Appena un’estate fa – il 13 giugno – festeggiavamo la vittoria ai referendum contro l’acqua privata. “Acqua pubblica” e “Acqua Bene Comune”: 26 milioni di ciittadini italiani che sono usciti di casa, hanno preso una scheda, hanno votato “Sì”. Un record di democrazia diretta, una vittoria civile. E‘ passato un anno intero. A che punto siamo?
Lo scippo Prima Berlusconi e poi Monti hanno cercato di cancellare il risultato del referendum inserendo nei “pacchetti anti-spread” una norma che a parole era un adeguamento dei servizi pubblici locali, e in realtà era un “copia e incolla” della legge Ronchi-Fitto appena abrogata dalla volontà popolare (art. 23 bis del d.l. 112/2008). Uno scippo.
Ma il ricorso delle Regioni Puglia, Lazio, Marche, Emilia-Romagna, Umbria e Sardegna ha fatto intervenire la Corte Costituzionale, che con la sentenza n. 199 del 12 luglio ha dichiarato incostituzionale la norma (art. 4 del d.l. n. 138/2011, così come ripreso e modificato dal successivo intervento del “decreto salva Italia”) che obbligava i comuni a privatizzare i servizi pubblici locali.

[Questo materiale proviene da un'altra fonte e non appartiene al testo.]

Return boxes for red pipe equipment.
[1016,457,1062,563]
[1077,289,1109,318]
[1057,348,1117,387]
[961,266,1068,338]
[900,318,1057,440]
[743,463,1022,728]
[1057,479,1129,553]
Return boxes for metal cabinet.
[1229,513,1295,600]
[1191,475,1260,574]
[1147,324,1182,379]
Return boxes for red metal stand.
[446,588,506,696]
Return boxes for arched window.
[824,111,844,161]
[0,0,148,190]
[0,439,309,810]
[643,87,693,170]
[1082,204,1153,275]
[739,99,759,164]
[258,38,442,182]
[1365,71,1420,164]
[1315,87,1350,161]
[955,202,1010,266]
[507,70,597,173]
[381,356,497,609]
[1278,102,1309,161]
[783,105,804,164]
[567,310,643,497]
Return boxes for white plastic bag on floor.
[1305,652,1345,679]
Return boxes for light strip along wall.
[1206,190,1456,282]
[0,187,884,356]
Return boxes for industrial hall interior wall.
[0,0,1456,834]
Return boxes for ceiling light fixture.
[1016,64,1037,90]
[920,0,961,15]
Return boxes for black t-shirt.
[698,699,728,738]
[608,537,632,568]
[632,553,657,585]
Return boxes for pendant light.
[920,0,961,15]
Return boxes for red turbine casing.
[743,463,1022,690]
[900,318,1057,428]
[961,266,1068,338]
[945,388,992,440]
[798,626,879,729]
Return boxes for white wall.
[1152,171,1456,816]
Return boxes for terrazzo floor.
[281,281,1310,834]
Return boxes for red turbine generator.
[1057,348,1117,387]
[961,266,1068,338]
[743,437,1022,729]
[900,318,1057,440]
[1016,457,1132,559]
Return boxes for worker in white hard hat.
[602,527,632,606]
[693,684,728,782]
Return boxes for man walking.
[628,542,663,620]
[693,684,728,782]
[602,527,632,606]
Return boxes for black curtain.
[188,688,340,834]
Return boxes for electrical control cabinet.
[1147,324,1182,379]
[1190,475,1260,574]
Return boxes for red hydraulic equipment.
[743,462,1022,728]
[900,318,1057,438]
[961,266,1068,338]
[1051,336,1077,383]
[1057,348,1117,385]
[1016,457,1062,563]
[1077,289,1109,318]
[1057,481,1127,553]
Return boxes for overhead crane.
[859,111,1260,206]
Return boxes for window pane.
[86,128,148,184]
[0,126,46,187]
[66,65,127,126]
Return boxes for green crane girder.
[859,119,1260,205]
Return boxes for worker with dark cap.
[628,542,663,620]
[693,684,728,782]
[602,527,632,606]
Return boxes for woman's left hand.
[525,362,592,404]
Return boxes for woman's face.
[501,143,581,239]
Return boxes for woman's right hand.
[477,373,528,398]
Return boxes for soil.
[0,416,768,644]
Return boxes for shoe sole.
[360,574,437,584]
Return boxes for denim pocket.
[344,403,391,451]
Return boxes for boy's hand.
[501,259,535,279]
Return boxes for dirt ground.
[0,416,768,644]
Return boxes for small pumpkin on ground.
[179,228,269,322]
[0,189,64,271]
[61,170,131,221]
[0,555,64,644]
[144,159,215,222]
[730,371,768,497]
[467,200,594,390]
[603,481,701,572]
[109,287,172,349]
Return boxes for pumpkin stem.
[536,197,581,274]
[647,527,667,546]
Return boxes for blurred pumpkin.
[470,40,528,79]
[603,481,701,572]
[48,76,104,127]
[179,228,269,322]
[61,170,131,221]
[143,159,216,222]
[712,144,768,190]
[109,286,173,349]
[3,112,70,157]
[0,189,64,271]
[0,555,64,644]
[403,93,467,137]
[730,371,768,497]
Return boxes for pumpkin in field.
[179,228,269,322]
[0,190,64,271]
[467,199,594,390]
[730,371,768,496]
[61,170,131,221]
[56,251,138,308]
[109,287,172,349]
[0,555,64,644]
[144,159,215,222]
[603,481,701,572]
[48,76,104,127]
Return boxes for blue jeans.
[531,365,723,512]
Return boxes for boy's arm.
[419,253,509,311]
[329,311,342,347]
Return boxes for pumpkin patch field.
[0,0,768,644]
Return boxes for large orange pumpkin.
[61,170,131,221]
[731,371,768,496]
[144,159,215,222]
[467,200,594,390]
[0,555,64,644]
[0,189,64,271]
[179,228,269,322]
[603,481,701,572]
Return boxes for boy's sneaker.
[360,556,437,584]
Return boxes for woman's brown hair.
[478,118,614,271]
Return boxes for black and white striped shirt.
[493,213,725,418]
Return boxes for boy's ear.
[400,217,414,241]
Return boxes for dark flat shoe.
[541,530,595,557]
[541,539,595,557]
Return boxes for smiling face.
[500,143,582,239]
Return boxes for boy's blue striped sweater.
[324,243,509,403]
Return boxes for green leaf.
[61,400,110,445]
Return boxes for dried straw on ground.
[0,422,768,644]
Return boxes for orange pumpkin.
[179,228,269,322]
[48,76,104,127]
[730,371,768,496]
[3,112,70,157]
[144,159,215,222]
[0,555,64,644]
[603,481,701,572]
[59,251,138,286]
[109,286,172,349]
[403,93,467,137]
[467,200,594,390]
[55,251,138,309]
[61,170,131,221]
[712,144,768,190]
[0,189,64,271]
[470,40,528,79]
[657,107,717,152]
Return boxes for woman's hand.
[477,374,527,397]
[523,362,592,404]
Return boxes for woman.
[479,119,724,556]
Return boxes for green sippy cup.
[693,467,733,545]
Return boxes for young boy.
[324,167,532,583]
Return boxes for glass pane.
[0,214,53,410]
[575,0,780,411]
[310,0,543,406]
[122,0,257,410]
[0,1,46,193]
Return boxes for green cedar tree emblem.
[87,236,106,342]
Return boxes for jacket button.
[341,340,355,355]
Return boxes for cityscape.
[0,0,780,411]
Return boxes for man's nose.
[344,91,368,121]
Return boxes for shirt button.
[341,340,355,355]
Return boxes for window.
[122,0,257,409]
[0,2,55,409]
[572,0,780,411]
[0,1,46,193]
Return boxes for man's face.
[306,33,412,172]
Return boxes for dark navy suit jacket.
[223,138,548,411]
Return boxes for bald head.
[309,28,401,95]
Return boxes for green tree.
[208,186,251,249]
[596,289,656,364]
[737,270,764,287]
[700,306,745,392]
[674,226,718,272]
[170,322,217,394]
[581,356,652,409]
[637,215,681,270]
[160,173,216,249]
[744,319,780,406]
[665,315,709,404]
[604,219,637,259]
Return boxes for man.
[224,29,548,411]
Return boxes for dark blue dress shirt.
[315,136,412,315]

“Rispettate la Costituzione!” Il Governo – si legge nella sentenza – nel tentativo di reintrodurre la normativa sulla privatizzazione dei servizi pubblici locali ha violato apertamente l’art. 75 della Costituzione: «A distanza di meno di un mese dalla pubblicazione del decreto dichiarativo dell’avvenuta abrogazione dell’art. 23 bis del d.l. n. 112 del 2008, il Governo è intervenuto nuovamente sulla materia con l’impugnato art. 4, il quale detta una nuova disciplina dei servizi pubblici locali […] che non solo è contraddistinta dalla medesima ratio di quella abrogata, […] ma è anche letteralmente riproduttiva, in buona parte, di svariate disposizioni dell’abrogato art. 23 bis».

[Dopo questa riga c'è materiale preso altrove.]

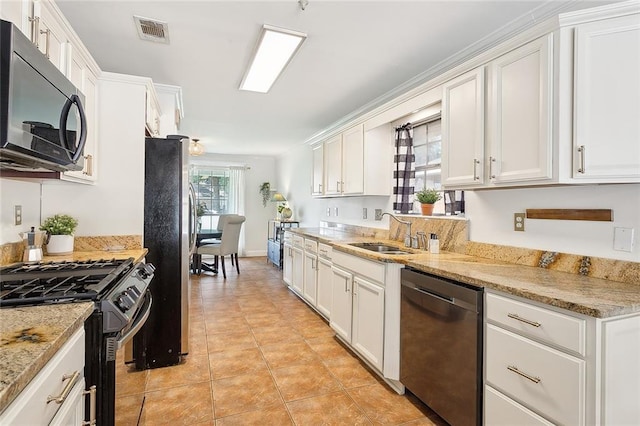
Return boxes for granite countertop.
[291,228,640,318]
[0,249,148,413]
[0,302,93,413]
[42,248,149,263]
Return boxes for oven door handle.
[117,292,153,349]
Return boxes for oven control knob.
[116,291,135,312]
[125,285,142,300]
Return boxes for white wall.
[465,184,640,262]
[42,75,145,236]
[277,142,640,262]
[277,145,392,233]
[0,179,40,244]
[191,153,278,256]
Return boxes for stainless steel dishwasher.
[400,268,483,426]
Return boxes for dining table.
[191,229,222,274]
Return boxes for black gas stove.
[0,258,155,425]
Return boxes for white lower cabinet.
[291,246,304,294]
[330,254,385,371]
[351,276,384,370]
[0,328,85,425]
[484,290,640,425]
[316,243,333,318]
[484,385,553,426]
[282,242,293,285]
[302,251,318,306]
[329,265,353,343]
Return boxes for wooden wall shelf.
[527,209,613,222]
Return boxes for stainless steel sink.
[349,243,412,254]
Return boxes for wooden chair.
[198,215,246,278]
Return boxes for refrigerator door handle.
[189,183,198,255]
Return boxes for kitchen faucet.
[380,212,411,247]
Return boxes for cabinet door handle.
[29,16,40,48]
[578,145,586,174]
[82,385,96,426]
[47,371,80,404]
[507,313,542,327]
[84,154,93,176]
[489,157,496,179]
[473,158,480,181]
[40,28,51,59]
[507,365,542,383]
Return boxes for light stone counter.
[42,248,149,263]
[0,249,148,413]
[291,228,640,318]
[0,302,93,413]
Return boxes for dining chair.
[198,215,246,278]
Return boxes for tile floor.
[116,257,446,426]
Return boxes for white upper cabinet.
[442,67,485,187]
[311,144,324,195]
[485,34,553,184]
[572,14,640,182]
[320,124,364,195]
[31,0,69,73]
[324,135,342,195]
[60,43,98,183]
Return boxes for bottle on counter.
[429,234,440,254]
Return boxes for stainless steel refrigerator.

La Consulta restituisce così il potere di decidere come gestire i servizi pubblici locali ai comuni, che non saranno più obbligati da una norma di legge a cederne la gestione ai privati.
Ciò non vuol dire che privatizzare non sarà più possibile, ma stavolta la decisione sarà solo politica e quei sindaci che dovessero prenderla se ne dovranno assumere tutta la responsabilità.